Selenium in Volcanic Environments (SELVES)

Selenium (Se) is a naturally-occurring metalloid that is nutritionally-required in small amounts but can become toxic at concentrations only twice recommended doses. UK soils are typically Se-deficient and require supplementation, but in volcanic regions and in soils overlying phosphate or organic-rich shales Se may be present in excess, representing a significant health challenge. Selenium is of critical importance in photovoltaics, glass production, fertilisers and batteries; Se demand is projected to rise 5-10 times by 2050. Volcanoes dominate the natural sources of Se (and its chemical 'twin', sulfur) to the environment. Due to its extreme volatility Se is enriched in volcanic gases and aerosol and in hydrothermal fluids, from which Se is deposited in porphyries and mined as a by-product with copper. Up to now, due to the technical challenges involved with sampling Se in volcanic gases and analysing it precisely in volcanic rocks, our quantitative understanding of volcanic Se is extremely limited.

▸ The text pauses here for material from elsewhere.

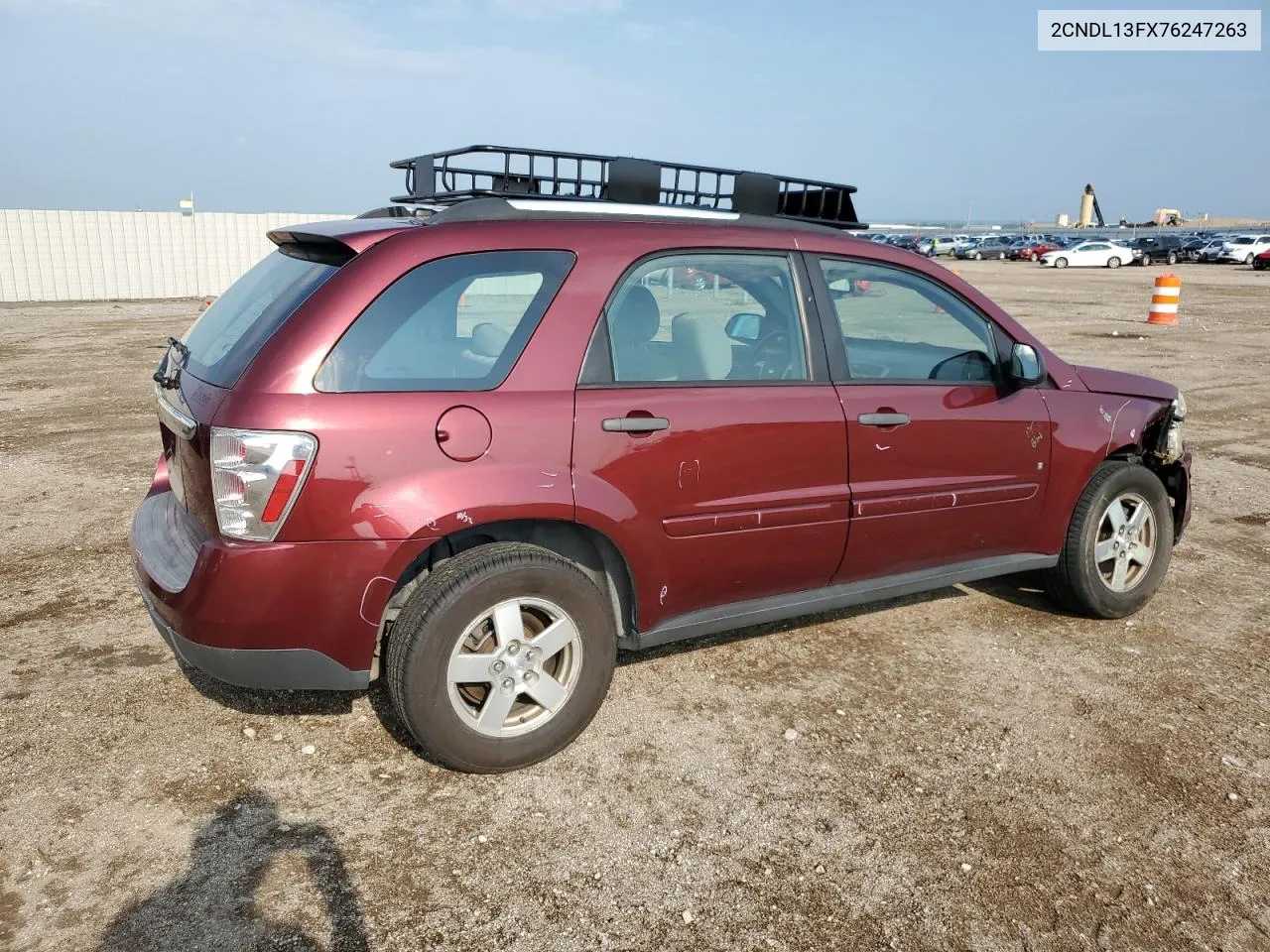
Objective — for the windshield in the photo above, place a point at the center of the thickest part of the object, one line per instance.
(229, 334)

We propose the launch of a set of new studies of Se geochemistry (and that of other environmentally-important trace volatile metals) which take advantage of the recent development of using unoccupied aerial vehicles to sample high temperature gases; and new, precise analytical protocols for Se measurements. We have a range of suitable samples in hand already, from a diverse suite of samples of lavas, and gas/aerosol, collected by the investigators during recent explosive basaltic eruptions in a range of settings (hotspot: Cumbre Vieja, La Palma, 2021; Kilauea, USA, 2018, Fagradalsfjall, Iceland, 2021; subduction zone: Ambrym Volcano, Vanuatu, 2018; and Villarrica, Chile, 2018). We will quantify the flux of outgassing Se from each eruption, along with sulfur, and the controls on it; and establish in what chemical, bioavailable form Se is delivered to the surface environment via eruptions.

The successful achievement of these objectives provides the basis for larger, integrative, high impact studies focussed on heavy metals (e.g. mercury, thallium and lead, as well as Se) delivered to the surface environment by volcanic activity, their environmental fate, biological uptake, including the competing effects of Se and S uptake by plants and incorporation into groundwater, both in the modern-day and in the history of our planet. This study lays the groundwork for improved hydrothermal models of Se partitioning into porphyry deposits and sustainable and efficient Se ore resource utilisation. This project explores the frontiers of a wide-ranging topic with impacts across the NERC remit through the nexus of health, environment and economy.